Ubuntu
glibc package

deadlock in pthread_cond_signal under high contention

Bug #1888857 reported by Anton Nikolaevsky on 2020-07-24

This bug report is a duplicate of: Bug #1851263: Ubuntu 18.04.3 LTS bump Glibc 2.27 to the latest stable. Edit Remove

This bug affects 1 person

Affects		Status	Importance	Assigned to	Milestone
	glibc (Ubuntu)	New	Undecided	Unassigned

Bug Description

Hello!

I'm working on a large C++-based cross-platform project. I noticed that on arm64-based systems some of my processes sporadically became paralyzed by the deadlock hitting all the threads posting to the single boost::asio::io_service. I investigated the deadlock condition further and reduced the problem to the simple test application available at https://github.com/bezkrovatki/deadlock_in_pthread_cond_signal
There you may find there the test source code, the detailed description, the deadlock call stacks for all threads and theirs compact view as a call graph.
In a short, in the test I have threads of two types:
(1) producers - Np threads calling pthread_cond_signal after unlocking a mutex at a rate of Rp calls per second;
(2) consumers - Nc threads calling pthread_cond_wait at a rate of Rc calls per second.
Np, Rp and Rc can be specified with command line parameters, Nc is equal to the number of CPU cores of the particular system running the test. Once started on arm64-based multi-core device the test eventually gets all its threads blocked if the Np, Rp and Rc are enough to keep contention high around pthread_cond_singal calls.

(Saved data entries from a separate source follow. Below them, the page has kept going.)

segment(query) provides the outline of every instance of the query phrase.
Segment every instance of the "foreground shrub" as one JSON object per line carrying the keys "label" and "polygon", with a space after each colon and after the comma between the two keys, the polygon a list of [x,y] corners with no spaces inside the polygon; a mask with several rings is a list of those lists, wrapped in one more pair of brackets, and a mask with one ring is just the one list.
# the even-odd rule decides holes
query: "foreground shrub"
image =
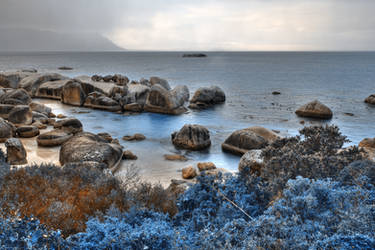
{"label": "foreground shrub", "polygon": [[1,179],[0,201],[5,214],[35,216],[63,235],[85,230],[89,217],[111,206],[132,206],[174,214],[175,199],[160,186],[123,185],[117,178],[90,166],[54,165],[13,169]]}

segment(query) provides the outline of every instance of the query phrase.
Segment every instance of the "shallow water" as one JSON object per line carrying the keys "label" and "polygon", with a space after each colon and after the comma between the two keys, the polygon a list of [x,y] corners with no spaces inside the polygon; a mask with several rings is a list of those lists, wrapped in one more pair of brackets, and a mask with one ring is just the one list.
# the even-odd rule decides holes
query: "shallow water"
{"label": "shallow water", "polygon": [[[79,118],[87,131],[108,132],[119,138],[142,133],[143,142],[121,142],[138,155],[136,165],[143,175],[162,180],[179,176],[177,170],[196,161],[213,161],[218,167],[236,170],[239,157],[223,153],[220,144],[234,130],[260,125],[295,135],[305,125],[319,121],[298,118],[300,105],[319,99],[334,112],[327,123],[336,124],[357,144],[375,136],[375,107],[363,102],[375,93],[374,52],[209,52],[206,58],[182,58],[179,52],[123,53],[8,53],[0,54],[0,70],[33,67],[39,71],[68,76],[121,73],[132,80],[160,76],[172,86],[186,84],[191,94],[200,86],[218,85],[227,102],[205,111],[180,116],[143,113],[119,115],[91,110],[76,114],[77,108],[53,102],[55,113]],[[58,71],[59,66],[73,71]],[[274,96],[272,91],[280,91]],[[48,101],[50,102],[50,101]],[[353,113],[348,116],[345,113]],[[167,162],[163,154],[179,152],[170,134],[185,123],[207,126],[212,146],[205,152],[185,152],[189,162]],[[167,174],[168,173],[168,174]]]}

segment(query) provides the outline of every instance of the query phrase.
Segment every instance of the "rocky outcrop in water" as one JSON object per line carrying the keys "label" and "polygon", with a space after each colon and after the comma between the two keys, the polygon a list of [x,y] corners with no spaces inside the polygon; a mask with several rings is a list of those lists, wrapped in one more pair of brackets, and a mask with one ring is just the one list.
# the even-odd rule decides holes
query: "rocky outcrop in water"
{"label": "rocky outcrop in water", "polygon": [[16,105],[10,110],[8,120],[13,124],[30,125],[33,122],[33,114],[28,105]]}
{"label": "rocky outcrop in water", "polygon": [[201,125],[186,124],[172,134],[172,143],[183,149],[206,149],[211,145],[210,132]]}
{"label": "rocky outcrop in water", "polygon": [[278,135],[263,127],[250,127],[234,131],[222,144],[226,152],[243,155],[251,149],[266,147],[278,138]]}
{"label": "rocky outcrop in water", "polygon": [[82,123],[76,118],[62,119],[55,122],[53,127],[69,134],[76,134],[83,131]]}
{"label": "rocky outcrop in water", "polygon": [[35,96],[38,88],[45,82],[67,79],[67,77],[56,73],[30,74],[19,82],[19,88],[26,90],[31,96]]}
{"label": "rocky outcrop in water", "polygon": [[74,106],[82,106],[86,100],[86,93],[79,82],[69,81],[61,91],[61,102]]}
{"label": "rocky outcrop in water", "polygon": [[7,162],[10,165],[22,165],[27,163],[27,153],[20,139],[10,138],[5,142],[7,148]]}
{"label": "rocky outcrop in water", "polygon": [[98,135],[84,132],[66,141],[60,149],[60,163],[93,161],[105,164],[108,168],[118,165],[122,158],[122,147],[108,143]]}
{"label": "rocky outcrop in water", "polygon": [[16,133],[19,137],[30,138],[39,135],[39,129],[35,126],[21,126],[17,128]]}
{"label": "rocky outcrop in water", "polygon": [[365,103],[375,105],[375,95],[370,95],[365,99]]}
{"label": "rocky outcrop in water", "polygon": [[225,93],[218,86],[199,88],[190,100],[189,108],[204,109],[225,102]]}
{"label": "rocky outcrop in water", "polygon": [[262,150],[260,149],[247,151],[241,157],[240,163],[238,165],[238,171],[260,175],[260,170],[264,166],[264,161],[261,154]]}
{"label": "rocky outcrop in water", "polygon": [[0,94],[1,104],[29,105],[31,101],[30,95],[24,89],[7,89]]}
{"label": "rocky outcrop in water", "polygon": [[62,89],[64,85],[70,81],[70,79],[65,79],[42,83],[36,91],[35,96],[40,98],[61,100]]}
{"label": "rocky outcrop in water", "polygon": [[375,138],[365,138],[360,141],[358,147],[374,148],[375,149]]}
{"label": "rocky outcrop in water", "polygon": [[111,112],[121,111],[122,109],[117,101],[105,96],[100,92],[90,93],[87,96],[83,106],[87,108],[103,109]]}
{"label": "rocky outcrop in water", "polygon": [[296,110],[296,114],[301,117],[317,119],[331,119],[332,110],[318,100],[309,102]]}
{"label": "rocky outcrop in water", "polygon": [[197,171],[192,166],[182,169],[182,178],[184,179],[193,179],[197,176]]}

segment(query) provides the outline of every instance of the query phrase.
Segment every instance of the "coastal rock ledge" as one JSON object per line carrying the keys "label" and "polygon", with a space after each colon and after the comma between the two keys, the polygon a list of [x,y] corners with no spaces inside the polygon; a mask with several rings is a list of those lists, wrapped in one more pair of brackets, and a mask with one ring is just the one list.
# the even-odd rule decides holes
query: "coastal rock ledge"
{"label": "coastal rock ledge", "polygon": [[204,109],[225,102],[225,93],[218,86],[202,87],[195,91],[190,100],[189,108]]}
{"label": "coastal rock ledge", "polygon": [[296,114],[301,117],[318,119],[331,119],[332,110],[318,100],[309,102],[296,110]]}
{"label": "coastal rock ledge", "polygon": [[243,155],[251,149],[262,149],[279,136],[263,127],[250,127],[234,131],[221,145],[223,151]]}
{"label": "coastal rock ledge", "polygon": [[201,125],[185,124],[172,134],[172,143],[178,148],[202,150],[211,145],[210,132]]}

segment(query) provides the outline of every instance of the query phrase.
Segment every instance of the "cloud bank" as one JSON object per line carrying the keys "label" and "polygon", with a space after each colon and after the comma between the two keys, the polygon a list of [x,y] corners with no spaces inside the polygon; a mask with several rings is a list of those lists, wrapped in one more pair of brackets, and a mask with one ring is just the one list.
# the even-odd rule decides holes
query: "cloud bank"
{"label": "cloud bank", "polygon": [[0,28],[99,33],[132,50],[375,50],[372,0],[1,0]]}

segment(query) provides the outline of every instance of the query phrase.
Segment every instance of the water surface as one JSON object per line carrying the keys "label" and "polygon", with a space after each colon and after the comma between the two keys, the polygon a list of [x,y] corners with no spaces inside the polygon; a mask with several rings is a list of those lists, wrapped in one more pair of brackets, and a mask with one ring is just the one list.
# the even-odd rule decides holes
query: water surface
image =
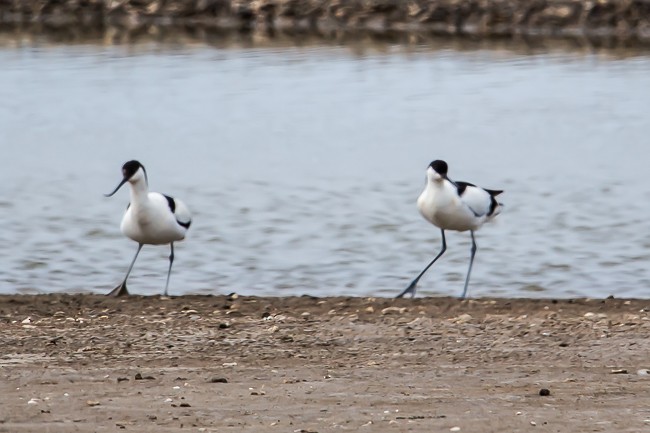
{"label": "water surface", "polygon": [[[650,296],[650,57],[426,46],[0,48],[0,293],[110,290],[129,159],[194,213],[172,294],[392,296],[440,248],[427,165],[505,189],[471,296]],[[419,293],[457,295],[469,234]],[[145,247],[132,292],[162,292]]]}

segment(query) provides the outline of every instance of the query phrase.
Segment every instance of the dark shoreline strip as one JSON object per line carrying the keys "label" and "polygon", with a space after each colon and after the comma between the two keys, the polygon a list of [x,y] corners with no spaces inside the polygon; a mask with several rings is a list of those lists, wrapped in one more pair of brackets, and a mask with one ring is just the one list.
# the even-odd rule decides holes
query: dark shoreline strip
{"label": "dark shoreline strip", "polygon": [[647,0],[0,0],[0,27],[145,25],[243,32],[607,37],[650,44]]}

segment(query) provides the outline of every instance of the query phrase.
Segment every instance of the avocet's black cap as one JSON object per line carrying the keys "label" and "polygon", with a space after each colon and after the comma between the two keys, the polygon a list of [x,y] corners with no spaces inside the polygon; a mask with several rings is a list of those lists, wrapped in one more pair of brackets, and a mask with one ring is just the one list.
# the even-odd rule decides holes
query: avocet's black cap
{"label": "avocet's black cap", "polygon": [[124,179],[131,179],[131,176],[133,176],[140,169],[140,167],[142,167],[144,170],[144,166],[135,159],[125,162],[122,166],[122,175],[124,176]]}
{"label": "avocet's black cap", "polygon": [[117,187],[113,190],[112,193],[110,194],[104,194],[106,197],[110,197],[113,194],[117,192],[118,189],[122,187],[125,183],[129,181],[133,177],[134,174],[138,172],[138,170],[142,169],[144,171],[144,179],[145,182],[148,184],[149,179],[147,179],[147,170],[145,170],[144,165],[140,164],[139,161],[136,161],[135,159],[125,162],[124,165],[122,166],[122,181],[120,182]]}
{"label": "avocet's black cap", "polygon": [[441,159],[436,159],[433,161],[431,164],[429,164],[429,167],[435,170],[436,173],[438,173],[440,176],[447,176],[447,163]]}

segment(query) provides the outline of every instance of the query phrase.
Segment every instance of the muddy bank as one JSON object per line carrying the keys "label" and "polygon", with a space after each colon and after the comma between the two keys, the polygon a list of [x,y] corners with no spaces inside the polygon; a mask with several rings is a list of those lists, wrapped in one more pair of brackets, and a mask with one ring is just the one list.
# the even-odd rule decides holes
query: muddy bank
{"label": "muddy bank", "polygon": [[638,432],[649,312],[617,299],[0,296],[0,431]]}
{"label": "muddy bank", "polygon": [[4,0],[0,22],[650,40],[645,0]]}

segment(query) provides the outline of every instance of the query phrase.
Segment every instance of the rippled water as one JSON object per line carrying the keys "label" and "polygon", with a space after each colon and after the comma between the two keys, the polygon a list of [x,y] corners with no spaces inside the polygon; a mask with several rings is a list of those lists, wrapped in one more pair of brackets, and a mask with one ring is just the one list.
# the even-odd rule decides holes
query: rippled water
{"label": "rippled water", "polygon": [[[650,296],[650,57],[203,45],[0,48],[0,292],[111,289],[139,159],[194,213],[170,292],[379,295],[440,247],[432,159],[502,188],[471,296]],[[460,294],[469,234],[420,294]],[[162,292],[167,247],[129,287]]]}

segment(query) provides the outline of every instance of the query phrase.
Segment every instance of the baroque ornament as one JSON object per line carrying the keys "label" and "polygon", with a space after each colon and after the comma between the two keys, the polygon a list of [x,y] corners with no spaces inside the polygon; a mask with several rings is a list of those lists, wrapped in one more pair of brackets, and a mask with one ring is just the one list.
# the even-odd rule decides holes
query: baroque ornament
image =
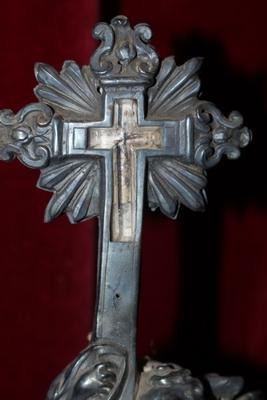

The deadlock can be workarounded by
* reducing probability of concurring pthread_cond_singal calls by tuning Np, Rp and Rc;
* moving pthread_cond_singal call under the lock

Moreover, the deadlock can be broken by ptrace: attaching with debugger, generating dump with Google Breakpad and etc. makes the process revive. One time I was able to wake up the process from the deadlock with SIGSTOP/SIGCONT, however, the healing effect was very limited and the process returned into the deadlock state in a few seconds.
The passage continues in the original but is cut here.